Les deux principales équipes impliquées dans ces travaux sont celle de Ron Fouchier, du Centre médical Erasme de Rotterdam, et celle de Yoshihiro Kawaoka à l'université du Wisconsin (Madison). Ces deux équipes ont produit en laboratoire des souches de H5N1 génétiquement modifiées qui se transmettent par voie aérienne entre des furets, utilisés comme modèles animaux. Selon Ron Fouchier, son équipe a créé «probablement l'un des plus dangereux virus que l'on puisse faire».
Pour se faire une idée précise du degré de danger dont il est question, il faut savoir que le virus H5N1, qui a réémergé début 2004 en Asie (après une première apparition en 1996), a tué au cours des huit dernières années 344 des 583 personnes qu’il a infectées. Cela représente un taux de létalité de 59%. A titre de comparaison, la grippe de 1918, qui a fait 50 millions de morts, n'était fatale que dans 2% des cas.

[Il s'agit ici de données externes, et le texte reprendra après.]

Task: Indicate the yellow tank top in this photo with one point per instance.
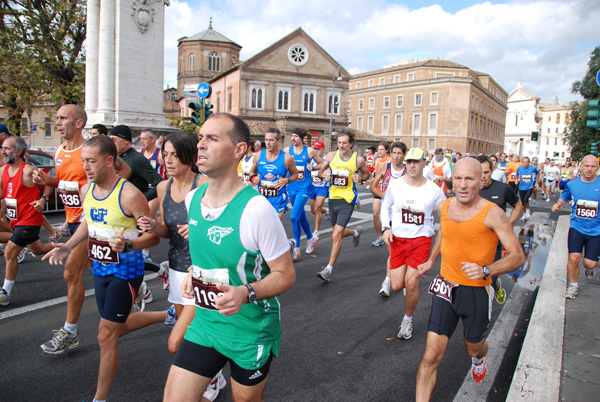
(105, 217)
(342, 185)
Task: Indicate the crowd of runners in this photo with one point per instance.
(219, 197)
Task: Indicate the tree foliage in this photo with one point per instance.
(580, 136)
(41, 54)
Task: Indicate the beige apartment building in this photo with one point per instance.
(430, 104)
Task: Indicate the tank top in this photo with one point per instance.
(469, 241)
(342, 185)
(218, 250)
(71, 177)
(18, 197)
(176, 214)
(105, 218)
(302, 160)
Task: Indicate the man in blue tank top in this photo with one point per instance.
(273, 170)
(300, 189)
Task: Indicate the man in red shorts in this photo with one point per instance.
(409, 204)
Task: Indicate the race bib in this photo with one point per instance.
(584, 209)
(204, 285)
(442, 287)
(101, 251)
(68, 191)
(268, 189)
(340, 178)
(11, 208)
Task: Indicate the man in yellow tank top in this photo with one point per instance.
(470, 229)
(343, 165)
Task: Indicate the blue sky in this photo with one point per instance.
(544, 43)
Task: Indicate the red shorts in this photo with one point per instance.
(412, 252)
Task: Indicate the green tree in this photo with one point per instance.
(580, 136)
(41, 54)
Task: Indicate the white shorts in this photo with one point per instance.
(175, 279)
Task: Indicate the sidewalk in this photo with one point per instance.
(560, 358)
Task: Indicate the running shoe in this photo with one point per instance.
(218, 383)
(324, 274)
(386, 287)
(500, 292)
(571, 292)
(405, 331)
(4, 298)
(478, 371)
(356, 239)
(171, 316)
(310, 244)
(164, 277)
(378, 242)
(61, 341)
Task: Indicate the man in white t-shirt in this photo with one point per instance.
(409, 204)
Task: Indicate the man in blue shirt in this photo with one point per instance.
(526, 177)
(585, 223)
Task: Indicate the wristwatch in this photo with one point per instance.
(251, 294)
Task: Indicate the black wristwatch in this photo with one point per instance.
(251, 294)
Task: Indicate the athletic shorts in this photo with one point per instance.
(249, 364)
(175, 296)
(115, 296)
(577, 241)
(524, 195)
(25, 235)
(412, 252)
(340, 212)
(471, 303)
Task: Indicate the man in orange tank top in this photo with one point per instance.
(469, 232)
(23, 208)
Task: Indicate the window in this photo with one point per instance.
(386, 102)
(283, 99)
(398, 124)
(432, 123)
(309, 100)
(399, 100)
(47, 127)
(257, 97)
(417, 124)
(214, 62)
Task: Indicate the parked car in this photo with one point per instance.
(45, 161)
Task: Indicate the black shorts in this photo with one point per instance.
(25, 235)
(524, 195)
(340, 212)
(207, 362)
(115, 296)
(577, 241)
(471, 303)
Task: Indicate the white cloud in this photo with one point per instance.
(545, 44)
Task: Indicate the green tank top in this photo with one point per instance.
(216, 245)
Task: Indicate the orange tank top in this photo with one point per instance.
(469, 241)
(71, 177)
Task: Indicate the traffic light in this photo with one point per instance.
(197, 113)
(535, 135)
(594, 113)
(207, 111)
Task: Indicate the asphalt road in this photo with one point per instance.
(338, 340)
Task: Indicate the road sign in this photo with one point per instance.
(204, 90)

Heureusement, le H5N1 «sauvage», qui se diffuse parmi les populations d'oiseaux, se transmet difficilement à l'homme. A l'évidence, un virus aussi meurtrier qui se transmettrait parmi les humains aussi facilement que les virus de grippe saisonniers habituels représenterait une terrible menace. Or, c’est précisément ce que Ron Fouchier déclare avoir fabriqué dans son laboratoire.
D’où la polémique: certains scientifiques craignent que ces recherches sur les virus manipulés soient détournées dans un but malveillant par des bioterroristes, ou qu’une souche virale meurtrière s’échappe accidentellement d’un laboratoire. Les adversaires les plus virulents de cette virologie trans-espèces estiment qu’on n’aurait même pas dû entreprendre ces recherches.

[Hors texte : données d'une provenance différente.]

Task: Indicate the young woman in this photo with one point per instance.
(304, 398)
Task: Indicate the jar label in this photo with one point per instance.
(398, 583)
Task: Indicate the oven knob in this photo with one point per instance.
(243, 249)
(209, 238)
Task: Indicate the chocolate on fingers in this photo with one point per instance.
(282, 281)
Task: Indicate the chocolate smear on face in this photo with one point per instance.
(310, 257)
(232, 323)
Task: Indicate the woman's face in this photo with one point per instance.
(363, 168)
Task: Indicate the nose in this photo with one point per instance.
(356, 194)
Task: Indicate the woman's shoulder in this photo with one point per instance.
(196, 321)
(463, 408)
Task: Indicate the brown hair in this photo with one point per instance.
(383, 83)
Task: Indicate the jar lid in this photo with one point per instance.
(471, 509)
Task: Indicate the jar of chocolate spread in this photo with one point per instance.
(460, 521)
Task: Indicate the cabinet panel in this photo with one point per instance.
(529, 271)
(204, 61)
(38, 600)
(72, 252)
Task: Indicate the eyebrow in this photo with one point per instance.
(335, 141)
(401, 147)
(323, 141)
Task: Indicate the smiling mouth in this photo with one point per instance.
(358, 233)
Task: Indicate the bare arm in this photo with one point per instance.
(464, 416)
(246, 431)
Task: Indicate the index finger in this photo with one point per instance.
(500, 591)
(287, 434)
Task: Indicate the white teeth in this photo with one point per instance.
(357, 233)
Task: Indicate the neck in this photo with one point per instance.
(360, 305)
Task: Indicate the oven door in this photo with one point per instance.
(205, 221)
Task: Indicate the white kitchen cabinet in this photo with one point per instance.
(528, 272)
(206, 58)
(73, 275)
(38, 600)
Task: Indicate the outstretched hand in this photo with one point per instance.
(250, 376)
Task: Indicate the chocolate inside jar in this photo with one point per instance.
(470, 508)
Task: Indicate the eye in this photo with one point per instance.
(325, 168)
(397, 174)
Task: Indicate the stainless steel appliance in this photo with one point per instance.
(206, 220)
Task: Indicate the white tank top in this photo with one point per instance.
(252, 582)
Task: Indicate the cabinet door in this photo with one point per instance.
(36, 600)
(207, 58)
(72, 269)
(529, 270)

Les plus modérés pensent qu’il faut les mener, mais ne pas publier les données les plus «stratégiques». Ce à quoi les partisans de Fouchier et Kawaoka répliquent que le principe de la liberté de publication est la base de toute recherche scientifique, et que de toute façon le filtrage de l’information ne serait pas efficace et ne changerait pas vraiment la situation.

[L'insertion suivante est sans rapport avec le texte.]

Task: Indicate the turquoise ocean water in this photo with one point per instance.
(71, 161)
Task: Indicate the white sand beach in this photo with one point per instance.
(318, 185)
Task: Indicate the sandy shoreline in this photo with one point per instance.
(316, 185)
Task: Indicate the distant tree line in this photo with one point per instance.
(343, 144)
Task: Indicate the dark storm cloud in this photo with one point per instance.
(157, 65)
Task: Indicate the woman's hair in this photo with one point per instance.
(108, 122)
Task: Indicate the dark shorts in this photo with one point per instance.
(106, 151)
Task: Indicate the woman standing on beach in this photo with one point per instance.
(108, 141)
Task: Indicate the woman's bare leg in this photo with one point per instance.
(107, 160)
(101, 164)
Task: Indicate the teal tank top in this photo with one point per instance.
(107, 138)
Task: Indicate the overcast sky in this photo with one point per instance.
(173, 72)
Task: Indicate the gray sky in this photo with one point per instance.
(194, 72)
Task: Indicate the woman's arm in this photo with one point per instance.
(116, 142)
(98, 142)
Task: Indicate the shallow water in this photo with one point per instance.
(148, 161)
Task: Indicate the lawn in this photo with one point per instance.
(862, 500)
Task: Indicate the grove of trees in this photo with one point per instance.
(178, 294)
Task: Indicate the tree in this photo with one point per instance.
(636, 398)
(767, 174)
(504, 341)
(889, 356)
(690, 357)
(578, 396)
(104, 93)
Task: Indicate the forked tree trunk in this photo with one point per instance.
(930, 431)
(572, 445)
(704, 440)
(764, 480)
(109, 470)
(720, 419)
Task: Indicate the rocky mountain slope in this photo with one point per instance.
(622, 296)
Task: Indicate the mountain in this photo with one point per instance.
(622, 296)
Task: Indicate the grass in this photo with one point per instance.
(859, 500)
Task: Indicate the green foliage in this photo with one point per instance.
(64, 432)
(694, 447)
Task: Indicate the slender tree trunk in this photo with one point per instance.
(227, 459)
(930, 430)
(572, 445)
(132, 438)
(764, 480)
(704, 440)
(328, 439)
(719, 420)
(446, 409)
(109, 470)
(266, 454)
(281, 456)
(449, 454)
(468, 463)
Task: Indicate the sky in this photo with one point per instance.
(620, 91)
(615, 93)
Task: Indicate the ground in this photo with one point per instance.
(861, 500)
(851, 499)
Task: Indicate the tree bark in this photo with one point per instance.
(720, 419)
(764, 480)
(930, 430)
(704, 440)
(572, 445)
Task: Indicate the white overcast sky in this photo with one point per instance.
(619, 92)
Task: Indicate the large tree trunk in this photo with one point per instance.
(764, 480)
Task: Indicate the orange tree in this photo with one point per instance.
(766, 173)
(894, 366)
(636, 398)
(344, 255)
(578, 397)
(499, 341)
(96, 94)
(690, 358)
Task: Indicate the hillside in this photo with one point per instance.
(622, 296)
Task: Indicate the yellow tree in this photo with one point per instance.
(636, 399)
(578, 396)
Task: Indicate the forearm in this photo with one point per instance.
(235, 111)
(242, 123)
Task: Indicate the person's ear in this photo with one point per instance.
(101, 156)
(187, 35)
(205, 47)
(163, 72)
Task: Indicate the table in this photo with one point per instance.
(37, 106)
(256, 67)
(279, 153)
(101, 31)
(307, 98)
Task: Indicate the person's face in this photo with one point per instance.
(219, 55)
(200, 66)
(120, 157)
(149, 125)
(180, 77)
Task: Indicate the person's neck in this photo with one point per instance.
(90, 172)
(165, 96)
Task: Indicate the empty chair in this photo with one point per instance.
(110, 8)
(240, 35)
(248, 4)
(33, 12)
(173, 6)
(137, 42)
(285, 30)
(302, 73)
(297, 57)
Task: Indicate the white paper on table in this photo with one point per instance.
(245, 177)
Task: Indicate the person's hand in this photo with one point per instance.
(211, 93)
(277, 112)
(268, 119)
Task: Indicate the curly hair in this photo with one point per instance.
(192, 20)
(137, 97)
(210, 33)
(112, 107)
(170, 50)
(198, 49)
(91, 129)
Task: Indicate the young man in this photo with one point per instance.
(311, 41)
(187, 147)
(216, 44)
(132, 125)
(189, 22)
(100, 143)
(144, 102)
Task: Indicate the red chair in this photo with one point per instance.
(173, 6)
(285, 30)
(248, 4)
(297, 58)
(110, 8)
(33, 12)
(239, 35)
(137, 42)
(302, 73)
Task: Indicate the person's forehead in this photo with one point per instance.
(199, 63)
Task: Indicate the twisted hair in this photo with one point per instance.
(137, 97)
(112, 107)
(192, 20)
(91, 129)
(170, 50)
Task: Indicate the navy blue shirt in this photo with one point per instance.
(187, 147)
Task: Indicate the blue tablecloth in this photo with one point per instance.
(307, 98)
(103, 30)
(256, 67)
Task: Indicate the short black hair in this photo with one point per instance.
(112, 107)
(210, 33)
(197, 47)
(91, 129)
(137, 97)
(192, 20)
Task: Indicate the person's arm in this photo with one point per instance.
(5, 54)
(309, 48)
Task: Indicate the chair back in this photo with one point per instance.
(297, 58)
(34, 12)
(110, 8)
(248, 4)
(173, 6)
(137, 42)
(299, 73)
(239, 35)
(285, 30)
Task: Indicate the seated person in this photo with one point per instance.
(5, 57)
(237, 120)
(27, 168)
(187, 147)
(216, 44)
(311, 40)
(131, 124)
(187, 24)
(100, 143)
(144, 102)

De fait, la discussion, bien que son objet initial soit un aspect très particulier et très spécialisé de la biologie des virus, implique un enjeu plus large : il est incontestable que la recherche en général ne peut pas fonctionner sans une liberté totale de communication entre chercheurs. Accepter le principe d’une censure, même au nom d’une logique de précaution, est contraire à l’esprit même de la recherche.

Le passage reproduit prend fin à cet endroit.